Karin was visiting Urahara Kisuke's shop for Shinigamis.

Why?

(He rejected the smart of jealousy that rose at the thought. He also rejected the images that popped into his head; images of grey eyes, and cutting smirks, and getaboshi, stupid, ridiculous getaboshi.)

(More importantly, he rejected the clench of his heart, and the sudden spike of petals in his throat, and the newest fit of coughing those thoughts brought. It was completely unrelated, after all.)

.

18 months since the Winter War. 18 months since Ichigo woke up missing half his soul and unable to see half his world. 18 months since Ichigo last heard from Renji, Rukia, the Vizards, or any of his other friends from Soul Society. 18 months since Chad, Inoue and Ishida last talked, actually talked, to him.

17 months since Ichigo spewed his first petal of sakura. 17 months since he realized he might have survived the war, but he would not survive his emotions. 17 months since he'd last looked at his sisters and not felt guilty. 17 months since he'd realized with a start that he liked getaboshi.

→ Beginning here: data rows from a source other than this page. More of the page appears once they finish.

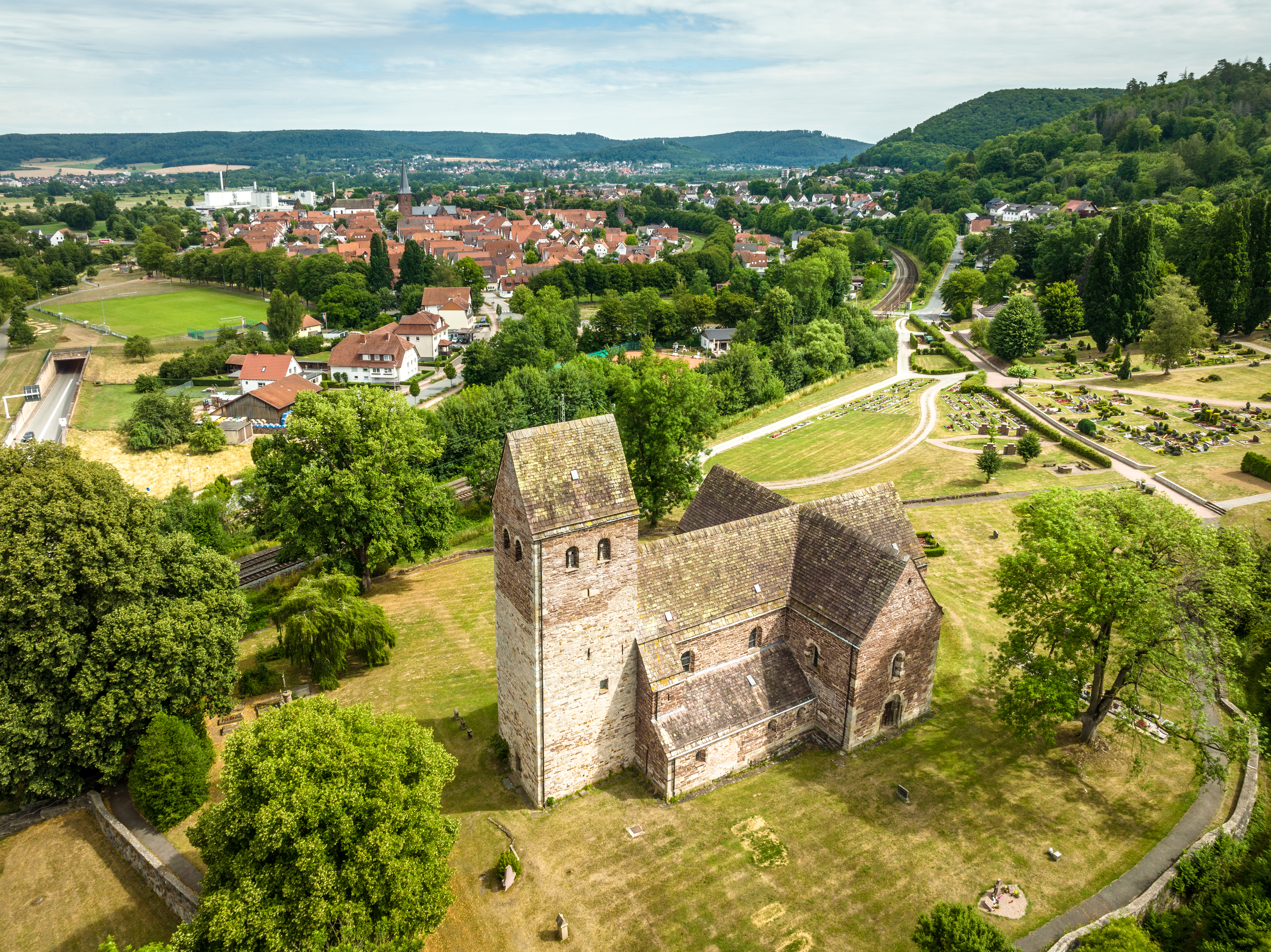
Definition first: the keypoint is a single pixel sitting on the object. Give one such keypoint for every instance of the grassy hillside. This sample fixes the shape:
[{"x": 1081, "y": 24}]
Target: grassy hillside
[{"x": 969, "y": 124}]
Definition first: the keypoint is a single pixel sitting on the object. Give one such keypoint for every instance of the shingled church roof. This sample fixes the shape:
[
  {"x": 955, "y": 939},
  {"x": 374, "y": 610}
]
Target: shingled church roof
[{"x": 571, "y": 473}]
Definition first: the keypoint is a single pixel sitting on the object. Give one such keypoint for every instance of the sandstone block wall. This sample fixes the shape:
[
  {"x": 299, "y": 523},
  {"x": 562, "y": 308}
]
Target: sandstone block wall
[{"x": 909, "y": 623}]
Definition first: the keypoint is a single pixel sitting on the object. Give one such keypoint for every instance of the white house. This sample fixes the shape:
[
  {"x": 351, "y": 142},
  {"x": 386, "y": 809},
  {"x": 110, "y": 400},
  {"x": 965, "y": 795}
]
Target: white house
[{"x": 378, "y": 358}]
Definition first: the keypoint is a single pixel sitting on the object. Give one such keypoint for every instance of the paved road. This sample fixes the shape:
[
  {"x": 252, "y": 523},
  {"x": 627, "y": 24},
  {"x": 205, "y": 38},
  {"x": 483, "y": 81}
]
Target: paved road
[{"x": 55, "y": 407}]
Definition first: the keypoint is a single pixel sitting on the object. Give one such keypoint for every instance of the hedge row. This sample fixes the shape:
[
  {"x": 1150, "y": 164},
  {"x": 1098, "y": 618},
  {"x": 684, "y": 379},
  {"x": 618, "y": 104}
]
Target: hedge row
[
  {"x": 1043, "y": 429},
  {"x": 1256, "y": 464}
]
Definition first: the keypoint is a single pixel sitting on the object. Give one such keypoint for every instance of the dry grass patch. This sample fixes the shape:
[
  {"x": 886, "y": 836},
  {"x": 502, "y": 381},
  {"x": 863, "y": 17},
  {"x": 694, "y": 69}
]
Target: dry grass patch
[
  {"x": 159, "y": 469},
  {"x": 64, "y": 886}
]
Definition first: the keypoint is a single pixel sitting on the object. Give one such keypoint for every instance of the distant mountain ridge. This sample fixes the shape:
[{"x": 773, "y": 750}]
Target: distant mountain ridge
[
  {"x": 777, "y": 148},
  {"x": 986, "y": 117}
]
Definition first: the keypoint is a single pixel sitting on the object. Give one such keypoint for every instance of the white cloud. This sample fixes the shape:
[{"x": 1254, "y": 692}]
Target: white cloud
[{"x": 660, "y": 68}]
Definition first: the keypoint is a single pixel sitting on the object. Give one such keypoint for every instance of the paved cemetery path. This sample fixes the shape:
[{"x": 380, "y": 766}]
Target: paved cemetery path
[
  {"x": 927, "y": 420},
  {"x": 1197, "y": 822}
]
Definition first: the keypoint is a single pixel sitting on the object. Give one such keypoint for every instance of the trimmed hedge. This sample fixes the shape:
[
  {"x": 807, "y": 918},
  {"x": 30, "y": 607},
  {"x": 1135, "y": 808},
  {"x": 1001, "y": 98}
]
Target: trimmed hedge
[
  {"x": 1068, "y": 443},
  {"x": 169, "y": 776},
  {"x": 1256, "y": 464}
]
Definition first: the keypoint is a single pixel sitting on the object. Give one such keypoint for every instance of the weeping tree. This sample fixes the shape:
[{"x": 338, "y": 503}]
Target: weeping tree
[
  {"x": 1127, "y": 593},
  {"x": 322, "y": 619}
]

… 3 months since he'd moved past the point of surgery.

Ichigo decided it was time.

.

He knew the basics of hanahaki, of course. But, after a month of living with flowers in his body, Ichigo realized he should actually research it, and not just rely on his memory.

So, a month and a half after he saw that first petal on his hand, Ichigo hid away in the library, and actually read. Everything he could find, everything he could think of that might be of importance, Ichigo took and read.

It took him a whole day, and an excuse of having a class assignment, but, eventually, Ichigo managed it.

And news were, predictably, awful.

Ichigo sighed, massaging at his temples even as he tossed the latest book away.

"The infection grows as the feeling grows," he said to himself, words flashing before his eyes from the books he'd read. "Hanahaki can be acquired from a simple crush, but the feeling from a crush-hanahaki is very different to the feeling of a love-hanahaki. It can even be considered different levels of the same disease; a simple allergy, or a deadly cancer."

A deadly cancer.

"While crush-hanahaki may be considered a rite of passage between teenagers, love-hanahaki is so rare it can be considered an entirely different disease"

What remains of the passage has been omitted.